Prof. Şahin, “Yapay zeka”nın yeni bir çağ başlattığını, “yapay zeka destekli eğitim”in çok büyük bir imkan olduğunu anlattı. MEF Üniversitesi “Yapay zeka lisans programı” başlatmak için YÖK’e başvurmuş, bir yıldır cevap gelmemiş.
LOKOMOTİF BEYİNLER
Prof. Eren Ceylan, çağımızda iktisadi değer yaratmanın bir örneği olarak, iki gencin kurduğu WhatsApp’ın değerinin 200 milyar dolar olduğunu belirtti. Bu Türkiye’deki bir çok kamu ve özel şirket toplamından fazladır. Ceylan, “ekonomik kıymet yaratacak bilgi” kavramını ve “matematiksel akıl yürütme kapasitesi”ni vurguladı.
PISA’da bunun ölçüldüğünü belirtti.
PISA’da en düşük puanlar 1 ve 2 basamaklarında yer alıyor… En yüksek beyin kapasitesini yansıtan en yüksek puanlar ise 5. ve 6. basamaklarda…
Türkiye’de öğrencilerin yüzde 5.6’sı, yani kabaca 50 bin öğrenci bu en yüksek 5. ve 6. Basamaklarda…
Bu oran Güney Kore’de yüzde 22 civarında!
Prof. Ceylan, Türkiye’deki bu 50 bin öğrencinin en yüksek kalitede eğitime devam etmeleri ve yaşları geldiğinde ekonomide lokomotif haline gelmelerinin sağlanması gerektiğini vurguladı. “Yapay zeka” çağında yer almamızın lokomotifi onlar olacak…
Prof. Ceylan’a göre, PISA sınavlarına en alt 1. ve 2. basamakta yer öğrencilerimizin oranı yüzde 38, yani 361 bin kişi civarında…

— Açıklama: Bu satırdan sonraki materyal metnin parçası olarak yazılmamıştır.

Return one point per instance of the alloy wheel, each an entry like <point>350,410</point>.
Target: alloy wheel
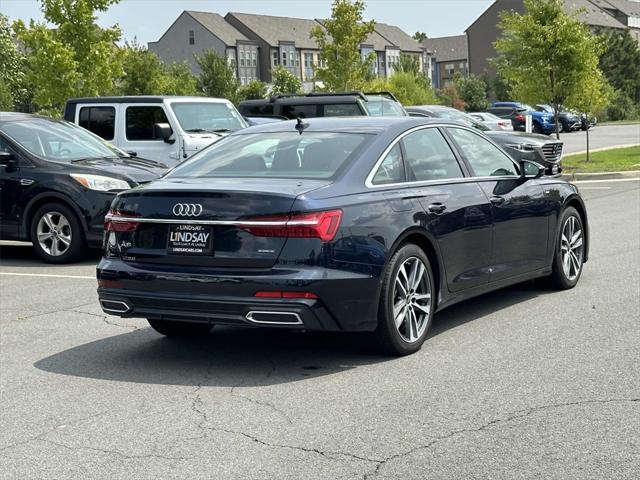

Prof. Orhan Arıkan, “yapay zeka”nın eğitime girmesiyle, yoksul ve düşük eğitimli aile çocuklarının da PISA puanlarının yükseleceğini belirtti. Nihayet, düşük puanlı öğrencileri “üniversite”ye değil “mesleğe” yöneltmek gerektiğini anlattı. Diploma alsalar bile hayatta başarısız ve mutsuz olacaklar... Ama “mesleki eğitim”in kazandıracağı iyi gelirli bir iş onları mutlu edebilir… Örnek Alman eğitim sistemi.
ÖĞRETMEN SORUNU
Fert bayına milli geliri 35-40 bin dolara ulaşmış bir ‘gelişmiş ülke’ olamadık, 10 bin dolar civarında, “orta gelir tuzağı”nda debelenip duruyoruz. Gelişmiş ekonomiyi yürütecek “nitelikli işgücü” olmadan gelişmiş ülke olunabilir mi?
Panelde, MEF Üniversitesi Eğitim Fakültesi Dekanı Prof. Mustafa Özcan “orta yeterlik tuzağı” kavramını ortaya attı ve bunu “orta gelir tuzağı” kavramının mukabili olarak kullandığını belirtti.
Eğitimin birçok faktörü olduğunu bunların başında da “aile” ve “öğretmen” kavramlarının geldiğini anlattı. Düşük gelirli ve düşük eğitimli aile, çocuğuna iyi imkanlar veremediği gibi çocuğun zihninde “merak uyandırarak bilgiye yöneltecek” bir aile ortamının oluşması da zor oluyor.
Özcan ülkemizde eğitim alanında “hem akademik içeriği hem de etik değerleri yaşayarak öğrenmek” tezinin öncüsüdür. Bilhassa öğretmen konusu üzerinde anlattıklarını not aldım.
Özcan “öğretmen bilmediğini öğretemez” diyerek öğretmen adaylarının “KPSS Öğretmenlik Alan Bilgisi Testi”nde aldıkları sonuçları yıllara göre gösteren ayrıntılı bir tabloyu perdeye yansıttı.
Türkçede 75 sorudan 48’ine doğru cevap vermişlerdi… Matematik, fizik, coğrafya, kimya, din kültürü ve ahlak; bütün bu derslerde 75 soruya veren doğru cevaplarının oranı 30’lu ve 40’lı sayılarda kalıyordu. Yani “orta”, vasat…
Prof. Özcan öğretmenlik sınavındaki puanlarla PISA sınavında öğrencilerin aldığı puanları mukayese etti, “ne kadar biliyorsa o kadar öğretebilir” diyerek aynı kavramı vurguladı, “orta yeterlik tuzağı!”
Prof. Özcan, “aileyi güçlendirmek” ve “öğretmeni güçlendirmek” diyor. Mesela öğretmek olmak için yüksek lisans şartı getirilmeli, Eğitim Fakülteleri “uygulamalı” olmalı…
Düşündüm de eğitimden önemli hangi sorunumuz var?